Since launching in the latter half of 2007 in the space formerly occupied by Cuppa Jo in the Lake Edge Shopping Center, Crema has shed its upholstered coffee-lounge vibe, added more tables, expanded to include the neighboring storefront, formerly a Thai takeout spot, and now does a brisk weekend brunch business in addition to weekday breakfast and lunch.
Oh, and there's Twitter too. Chef Steven Buchholz publicizes heavily via social media. Brunch specials are announced online. Buchholz has installed a "Twitter wall" in the back of the restaurant where customers and fans can sign their online handles and praise the cafe's offerings. The wall's pretty full.
Rest assured, the popularity is earned. Crema's sandwich menu has been turning out hit after hit from the start, and the brunch menu - now in its second year - has settled into a nice groove as well. If there's a hitch, it's the speed of service. This has improved noticeably over the years, but coffee orders still plod along; my most recent order was forgotten completely.
That aside, there's no better way to start a discussion of Crema Cafe's menu than with the breakfast sandwich that anchors the morning service. When all goes well - with greens dressed just right, bacon that's crispy but not too crispy, and a fried egg whose yolk still runs golden - this sandwich is among the best in town at any time of day.
And how many cafes can claim not one but two signature sandwiches? Perched atop the lunch menu, the Bluebird is a chicken salad sandwich that isn't just another chicken salad sandwich. Walnuts and dried blueberries give it some character and color, and the cafe sees enough demand to sell the salad itself by the pound.
Crema's menu handles both savory and sweet well, often at once. Lange Farm's roast beef goes to good use in both a breakfast and lunch sandwich. The Balsamic Beef's sweet onions might be a bit much, but your mileage may vary. Lange's ham, meanwhile, is married with tomato jam and goat cheese on both menus. The new-ish Ham and Jam (the a.m. model) includes a fried egg, and is proof that the kitchen is still coming up with good ideas.

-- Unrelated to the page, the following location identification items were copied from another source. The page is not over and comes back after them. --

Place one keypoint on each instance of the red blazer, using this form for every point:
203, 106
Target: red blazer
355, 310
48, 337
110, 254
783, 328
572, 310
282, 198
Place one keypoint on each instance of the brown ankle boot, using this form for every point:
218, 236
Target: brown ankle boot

Tomato jam and goat cheese belong together.
The mildly spicy Hot Chick chicken sandwich is another good bet. Vegetarians have room to run with three appealing meat-free sandwiches: the ArtiMelt (artichokes, sweet onions, spinach and Farmer John's provolone on a baguette), the Modern Egg (organic egg salad) and the Roman II (roasted zucchini and red peppers, arugula, fontina cheese and an olive tapenade that speaks my language).

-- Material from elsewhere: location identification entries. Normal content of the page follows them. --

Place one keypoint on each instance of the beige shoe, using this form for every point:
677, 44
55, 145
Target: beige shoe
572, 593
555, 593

Ordering with a sweet tooth in mind, you couldn't do much better than the baked oatmeal. Crusty on top, the oatmeal absorbs the accompanying milk to create something bread-pudding-like, rich and fortifying. But the cherry pancakes are better. The three medium-sized cakes studded with fat, tart Door County cherries are a joy, topped with almonds and vanilla butter.

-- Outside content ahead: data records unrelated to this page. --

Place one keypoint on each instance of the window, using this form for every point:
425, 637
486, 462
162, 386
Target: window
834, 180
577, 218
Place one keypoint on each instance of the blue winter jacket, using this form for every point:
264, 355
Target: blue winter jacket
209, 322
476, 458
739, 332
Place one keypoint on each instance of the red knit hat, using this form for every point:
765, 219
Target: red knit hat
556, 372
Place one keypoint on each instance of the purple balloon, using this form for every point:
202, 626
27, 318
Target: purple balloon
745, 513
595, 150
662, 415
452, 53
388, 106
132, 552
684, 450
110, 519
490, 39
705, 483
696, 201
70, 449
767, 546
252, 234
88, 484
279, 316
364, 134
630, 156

Though breads come from Madison Sourdough and Elegant Foods, all other baked goods are made in-house. The kitchen knows well the combination of cherry and almond. The great scones of Crema don't come much better than cherry-almond, though peach-pecan is right there, too.
Some food critics dismiss brunch as a thin excuse to put eggs on things and overcharge for it. First of all, what's wrong with eggs? And second, the value is strong-at Crema, anyway. Truly amazing smoked gouda grits are $4 for a luxurious portion. The thick smoked bacon is great, and the ample sweet potato hash goes unexpectedly savory with a big hit of rosemary.
Crema's basic brunch menu is an amalgam of the weekday menu's greatest hits, but this is where the weekend specials come in. Scrapple one weekend, breakfast nachos the next. Maybe a burrito, biscuits and gravy, or corned beef hash. Chef Buchholz is a kid at play here, and the experiments are usually worth the price of admission.
The children's menu at Crema is a blast, too: nourishing and fun at the same time. It's yet another reason all those tables looking out on Lake Monona are usually full.